[PATCH] x86/idle: prevent entering C3/C6 on some Intel CPUs due to errata

Roger Pau Monne posted 1 patch 3 years, 10 months ago
Patches applied successfully (tree, apply log)
git fetch https://github.com/patchew-project/xen tags/patchew/20200522080928.87786-1-roger.pau@citrix.com
xen/arch/x86/cpu/intel.c | 37 +++++++++++++++++++++++++++++++++++++
1 file changed, 37 insertions(+)
[PATCH] x86/idle: prevent entering C3/C6 on some Intel CPUs due to errata
Posted by Roger Pau Monne 3 years, 10 months ago
Apply a workaround for errata BA80, AAK120, AAM108, AAO67, BD59,
AAY54: Rapid Core C3/C6 Transition May Cause Unpredictable System
Behavior.

Limit maximum C state to C2 when SMT is enabled on the affected CPUs.

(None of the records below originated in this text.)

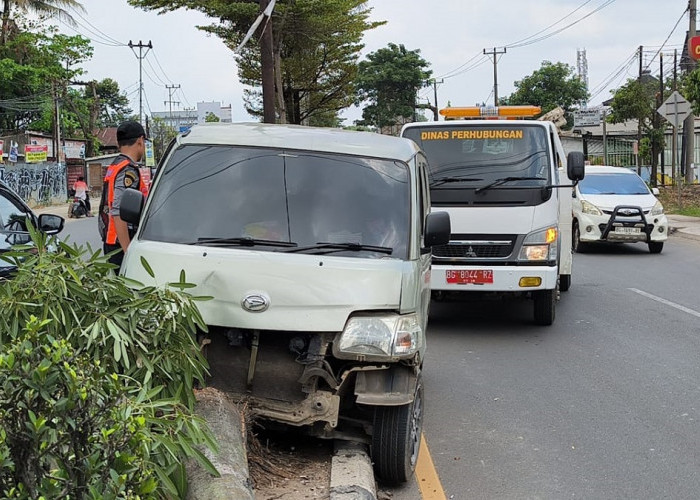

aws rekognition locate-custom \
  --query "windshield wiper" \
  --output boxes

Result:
[474,177,546,193]
[430,176,483,187]
[184,237,297,247]
[284,241,394,255]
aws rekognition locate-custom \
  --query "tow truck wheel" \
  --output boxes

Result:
[649,241,664,253]
[372,377,423,485]
[571,219,583,253]
[533,290,557,326]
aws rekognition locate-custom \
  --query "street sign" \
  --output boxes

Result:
[690,36,700,61]
[657,91,691,127]
[574,109,600,127]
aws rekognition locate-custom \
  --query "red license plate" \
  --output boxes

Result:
[445,269,493,285]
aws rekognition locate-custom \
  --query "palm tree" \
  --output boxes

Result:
[0,0,85,45]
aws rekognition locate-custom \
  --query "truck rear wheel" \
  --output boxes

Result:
[372,376,423,484]
[533,290,557,326]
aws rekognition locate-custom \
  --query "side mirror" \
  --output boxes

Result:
[38,214,65,234]
[119,189,144,224]
[423,212,452,248]
[566,151,586,181]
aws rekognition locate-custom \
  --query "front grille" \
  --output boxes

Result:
[433,236,515,259]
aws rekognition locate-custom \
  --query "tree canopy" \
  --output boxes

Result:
[129,0,384,125]
[357,43,432,129]
[502,61,588,118]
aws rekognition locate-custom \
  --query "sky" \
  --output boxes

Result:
[58,0,689,125]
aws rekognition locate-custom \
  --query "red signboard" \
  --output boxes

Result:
[445,269,493,285]
[690,36,700,61]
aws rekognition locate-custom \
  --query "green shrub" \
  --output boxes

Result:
[0,230,216,499]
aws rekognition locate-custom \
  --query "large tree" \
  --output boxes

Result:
[129,0,384,124]
[501,61,588,118]
[357,43,432,130]
[0,21,92,132]
[0,0,85,45]
[607,77,667,184]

Signed-off-by: Roger Pau Monné <roger.pau@citrix.com>
---
 xen/arch/x86/cpu/intel.c | 37 +++++++++++++++++++++++++++++++++++++
 1 file changed, 37 insertions(+)

diff --git a/xen/arch/x86/cpu/intel.c b/xen/arch/x86/cpu/intel.c
index b77c1a78ed..69e99bb358 100644
--- a/xen/arch/x86/cpu/intel.c
+++ b/xen/arch/x86/cpu/intel.c
@@ -296,6 +296,41 @@ static void early_init_intel(struct cpuinfo_x86 *c)
 	ctxt_switch_levelling(NULL);
 }
 
+/*
+ * Errata BA80, AAK120, AAM108, AAO67, BD59, AAY54: Rapid Core C3/C6 Transition
+ * May Cause Unpredictable System Behavior
+ *
+ * Under a complex set of internal conditions, cores rapidly performing C3/C6
+ * transitions in a system with Intel Hyper-Threading Technology enabled may
+ * cause a machine check error (IA32_MCi_STATUS.MCACOD = 0x0106), system hang
+ * or unpredictable system behavior.
+ */
+static void probe_c3_errata(const struct cpuinfo_x86 *c)
+{
+#define INTEL_FAM6_MODEL(m) { X86_VENDOR_INTEL, 6, m, X86_FEATURE_ALWAYS }
+    static const struct x86_cpu_id models[] = {
+        /* Nehalem */
+        INTEL_FAM6_MODEL(0x1a),
+        INTEL_FAM6_MODEL(0x1e),
+        INTEL_FAM6_MODEL(0x1f),
+        INTEL_FAM6_MODEL(0x2e),
+        /* Westmere (note Westmere-EX is not affected) */
+        INTEL_FAM6_MODEL(0x2c),
+        INTEL_FAM6_MODEL(0x25),
+        { }
+    };
+#undef INTEL_FAM6_MODEL
+
+    /* Serialized by the AP bringup code. */
+    if ( max_cstate > 1 && (c->apicid & (c->x86_num_siblings - 1)) &&
+         x86_match_cpu(models) )
+    {
+        printk(XENLOG_WARNING
+	       "Disabling C-states C3 and C6 due to CPU errata\n");
+        max_cstate = 1;
+    }
+}
+
 /*
  * P4 Xeon errata 037 workaround.
  * Hardware prefetcher may cause stale data to be loaded into the cache.
@@ -323,6 +358,8 @@ static void Intel_errata_workarounds(struct cpuinfo_x86 *c)
 
 	if (cpu_has_tsx_force_abort && opt_rtm_abort)
 		wrmsrl(MSR_TSX_FORCE_ABORT, TSX_FORCE_ABORT_RTM);
+
+	probe_c3_errata(c);
 }
 
 
-- 
2.26.2


Re: [PATCH] x86/idle: prevent entering C3/C6 on some Intel CPUs due to errata
Posted by Andrew Cooper 3 years, 10 months ago
On 22/05/2020 09:09, Roger Pau Monne wrote:
> Apply a workaround for errata BA80, AAK120, AAM108, AAO67, BD59,
> AAY54: Rapid Core C3/C6 Transition May Cause Unpredictable System
> Behavior.
>
> Limit maximum C state to C2 when SMT is enabled on the affected CPUs.

C1

> Signed-off-by: Roger Pau Monné <roger.pau@citrix.com>

Acked-by: Andrew Cooper <andrew.cooper3@citrix.com>

A fix for this is long overdue.

~Andrew